The cell walls of yeast cells possess a large mannan structure mainly comprising of a linear α1,6-linked mannose oligomer on the N-linked glycans. The biosynthesis of the mannan is initiated by ScOch1p α1,6-mannosyltransfease, and elongated by the mannan polymerase complexes M-Pol I and II in the Golgi of Saccharomyces cerevisiae. Here, we functionally characterized SpMnn9 and SpAnp1 proteins in the fission yeast Schizosaccharomyces pombe; these proteins are homologs of S. cerevisiae M-Pol II complex proteins ScMnn9p and ScAnp1p. Cells harboring disruptions in Spmnn9⁺ and Spanp1⁺ genes showed slower growth at 37°C and an increased sensitivity to hygromycin B, characteristic of a glycosylation defect. Results obtained from the acid phosphatase assay and high-performance liquid chromatography analysis of N-linked glycans in Spmnn9Δ and Spanp1Δ mutants suggested that the mannan structure in S. pombe is synthesized sequentially by the α-mannosyltransferases in the order of SpOch1p, SpMnn9p and SpAnp1p. Immunoprecipitation and split YFP analyses demonstrated that SpMnn9p and SpAnp1p form the M-Pol-II like complex. Together, these results provided an improved understanding of the mechanism of mannan synthesis by SpMnn9p and SpAnp1p in S. pombe.
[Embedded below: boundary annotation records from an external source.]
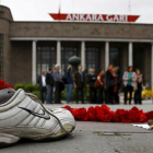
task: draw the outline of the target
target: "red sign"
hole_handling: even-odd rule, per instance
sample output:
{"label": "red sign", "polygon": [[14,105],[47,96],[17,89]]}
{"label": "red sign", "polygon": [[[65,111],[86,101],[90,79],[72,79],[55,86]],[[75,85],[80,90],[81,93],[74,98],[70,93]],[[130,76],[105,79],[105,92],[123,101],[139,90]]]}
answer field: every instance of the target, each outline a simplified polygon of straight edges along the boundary
{"label": "red sign", "polygon": [[54,20],[58,21],[91,21],[91,22],[136,22],[139,15],[109,15],[109,14],[57,14],[49,13]]}

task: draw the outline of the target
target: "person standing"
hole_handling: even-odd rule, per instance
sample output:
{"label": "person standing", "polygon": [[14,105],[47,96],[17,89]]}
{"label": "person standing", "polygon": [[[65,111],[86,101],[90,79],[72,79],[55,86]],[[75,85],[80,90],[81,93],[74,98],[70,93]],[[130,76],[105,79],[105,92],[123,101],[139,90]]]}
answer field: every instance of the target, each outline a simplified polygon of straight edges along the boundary
{"label": "person standing", "polygon": [[90,70],[89,74],[89,85],[90,85],[90,102],[96,103],[96,87],[95,87],[95,82],[96,82],[96,75],[94,73],[94,69]]}
{"label": "person standing", "polygon": [[113,64],[109,64],[105,75],[106,104],[114,104],[114,90],[116,89],[117,79],[113,68]]}
{"label": "person standing", "polygon": [[137,74],[133,72],[133,67],[129,66],[128,71],[123,73],[122,76],[125,85],[125,104],[127,105],[128,93],[130,94],[129,104],[131,105],[132,92],[137,85]]}
{"label": "person standing", "polygon": [[142,82],[143,82],[143,78],[141,74],[141,71],[139,69],[136,70],[136,74],[137,74],[137,85],[138,89],[134,92],[134,104],[142,104],[142,98],[141,98],[141,93],[142,93]]}
{"label": "person standing", "polygon": [[54,71],[54,80],[55,80],[55,103],[56,104],[61,104],[61,86],[63,86],[62,83],[62,78],[61,74],[59,72],[60,70],[60,66],[56,64],[55,67],[55,71]]}
{"label": "person standing", "polygon": [[71,94],[72,94],[72,89],[73,89],[73,78],[72,78],[72,66],[68,67],[68,71],[66,74],[66,79],[67,79],[67,103],[70,103],[71,99]]}
{"label": "person standing", "polygon": [[39,84],[40,99],[44,104],[46,96],[46,76],[44,70],[42,70],[42,74],[38,76],[37,83]]}
{"label": "person standing", "polygon": [[85,89],[85,73],[82,71],[82,66],[78,67],[79,71],[74,74],[75,84],[75,101],[79,103],[79,95],[81,95],[81,102],[84,104],[84,89]]}
{"label": "person standing", "polygon": [[96,104],[103,104],[104,102],[104,70],[101,70],[97,79],[96,79],[96,83],[95,83],[95,87],[97,89],[97,101]]}
{"label": "person standing", "polygon": [[46,89],[47,89],[47,94],[46,94],[46,103],[47,104],[52,104],[52,94],[54,94],[54,76],[52,76],[54,69],[50,68],[49,72],[46,74]]}
{"label": "person standing", "polygon": [[114,86],[114,101],[115,104],[119,104],[119,89],[120,89],[120,76],[119,76],[119,67],[114,68],[115,73],[115,86]]}

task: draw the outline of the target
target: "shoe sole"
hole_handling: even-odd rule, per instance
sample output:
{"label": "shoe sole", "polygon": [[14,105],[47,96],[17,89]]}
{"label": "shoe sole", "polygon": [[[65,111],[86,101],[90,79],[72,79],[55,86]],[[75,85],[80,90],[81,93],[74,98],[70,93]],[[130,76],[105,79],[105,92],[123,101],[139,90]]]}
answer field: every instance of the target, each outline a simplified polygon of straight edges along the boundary
{"label": "shoe sole", "polygon": [[19,137],[8,133],[0,133],[0,148],[13,145],[20,140]]}
{"label": "shoe sole", "polygon": [[[68,125],[64,125],[63,128],[66,129],[66,131],[72,132],[75,127],[68,123]],[[34,141],[59,140],[59,139],[62,139],[66,136],[68,136],[68,133],[66,133],[66,131],[63,129],[60,129],[55,134],[46,136],[45,138],[42,137],[38,139],[31,139],[31,140],[34,140]],[[21,138],[16,137],[16,136],[9,134],[9,133],[0,133],[0,149],[11,146],[11,145],[15,144],[16,142],[19,142],[20,140],[21,140]]]}

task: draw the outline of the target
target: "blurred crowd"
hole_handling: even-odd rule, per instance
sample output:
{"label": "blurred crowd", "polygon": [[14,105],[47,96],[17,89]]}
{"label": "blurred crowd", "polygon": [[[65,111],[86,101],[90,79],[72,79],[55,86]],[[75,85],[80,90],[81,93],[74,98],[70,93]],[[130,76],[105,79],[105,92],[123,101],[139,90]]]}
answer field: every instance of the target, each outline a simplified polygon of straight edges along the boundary
{"label": "blurred crowd", "polygon": [[[69,66],[64,76],[60,74],[60,66],[56,64],[48,72],[42,71],[38,76],[40,98],[46,104],[61,104],[61,92],[67,87],[67,103],[71,103],[72,90],[75,90],[75,103],[84,104],[84,93],[86,85],[90,86],[91,104],[120,104],[120,91],[123,92],[125,105],[131,105],[132,93],[134,92],[134,104],[142,104],[141,92],[143,78],[141,71],[133,67],[128,67],[123,75],[120,76],[119,67],[108,66],[107,71],[99,70],[95,74],[94,69],[90,69],[86,74],[83,67],[79,66],[78,71],[73,72],[73,67]],[[128,103],[129,102],[129,103]]]}

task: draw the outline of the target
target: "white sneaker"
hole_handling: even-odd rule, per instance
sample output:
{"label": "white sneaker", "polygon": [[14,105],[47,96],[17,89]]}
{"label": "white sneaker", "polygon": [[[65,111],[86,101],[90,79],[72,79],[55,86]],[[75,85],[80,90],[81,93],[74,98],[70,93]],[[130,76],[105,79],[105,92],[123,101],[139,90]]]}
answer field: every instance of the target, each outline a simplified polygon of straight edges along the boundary
{"label": "white sneaker", "polygon": [[14,92],[7,102],[0,101],[0,148],[11,145],[21,138],[37,141],[59,139],[73,131],[75,120],[69,110],[49,110],[37,102],[35,95],[23,90]]}

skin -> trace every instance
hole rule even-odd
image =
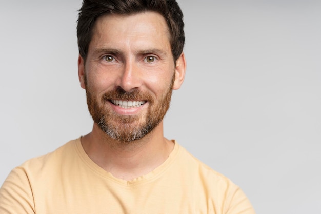
[[[98,100],[117,88],[127,92],[138,89],[151,96],[154,103],[127,109],[103,103],[104,108],[113,114],[136,117],[132,124],[136,126],[145,121],[149,109],[160,105],[173,76],[173,89],[180,88],[186,64],[184,53],[174,62],[163,16],[146,12],[99,18],[86,61],[79,56],[78,66],[81,87],[90,90]],[[111,122],[121,124],[116,118]],[[92,132],[81,141],[86,152],[98,165],[116,178],[129,181],[151,172],[168,157],[174,143],[164,137],[163,130],[162,120],[143,138],[125,143],[111,139],[94,123]]]

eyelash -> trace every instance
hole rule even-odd
[[[109,57],[111,58],[112,61],[109,61],[107,60],[107,59],[108,58],[109,58]],[[150,63],[148,63],[148,62],[147,62],[149,58],[152,58],[153,60],[153,62],[151,62]],[[113,56],[112,55],[105,55],[105,56],[103,56],[102,59],[103,59],[103,60],[104,60],[104,61],[105,61],[106,62],[113,62],[114,60],[116,60],[115,57],[114,56]],[[157,60],[157,57],[156,56],[155,56],[150,55],[148,55],[147,56],[144,57],[144,61],[146,61],[146,62],[147,62],[148,63],[151,63],[154,62],[155,61]]]

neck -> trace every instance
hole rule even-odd
[[[147,174],[167,159],[174,147],[164,137],[163,122],[142,139],[130,142],[115,141],[96,124],[81,139],[88,156],[116,178],[129,181]]]

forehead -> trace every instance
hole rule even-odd
[[[151,11],[102,15],[96,21],[92,33],[91,42],[94,43],[101,42],[116,45],[134,40],[138,42],[139,39],[144,43],[142,45],[154,43],[167,45],[170,43],[165,18],[161,14]]]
酵母细胞的细胞壁具有大的甘露聚糖结构，主要由N-连接的聚糖上的线性α1,6-连接的甘露糖寡聚物组成。甘露聚糖的生物合成由Sc Och1pα1,6-甘露糖基转移酶引发，并由酿酒酵母高尔基体中的甘露聚糖聚合酶复合物M-Pol I和II延长。在这里，我们功能上裂殖酵母裂殖酵母中的Sp Mnn9和Sp Anp1蛋白的功能；这些蛋白是酿酒酵母M-Pol II复合蛋白Sc Mnn9p和Sc Anp1p的同源物。Spmnn9 ^+中具有破坏作用的细胞Spanp1 ⁺和Spanp1 ⁺基因在37°C时生长较慢，并且对潮霉素B（糖基化缺陷的特征）的敏感性增加。酸性磷酸酶测定和高效液相色谱分析Spmnn9Δ和Spanp1Δ突变体中N联聚糖的结果表明，粟酒裂殖酵母中的甘露聚糖结构由α-甘露糖基转移酶按Sp Och1p的顺序顺序合成，Sp Mnn9p和Sp Anp1p。免疫沉淀和YFP分裂分析表明Sp Mnn9p和SpAnp1p形成M-Pol-II样复合物。总之，这些结果提供了对S. pombe中Sp Mnn9p和Sp Anp1p甘露聚糖合成机理的更好理解。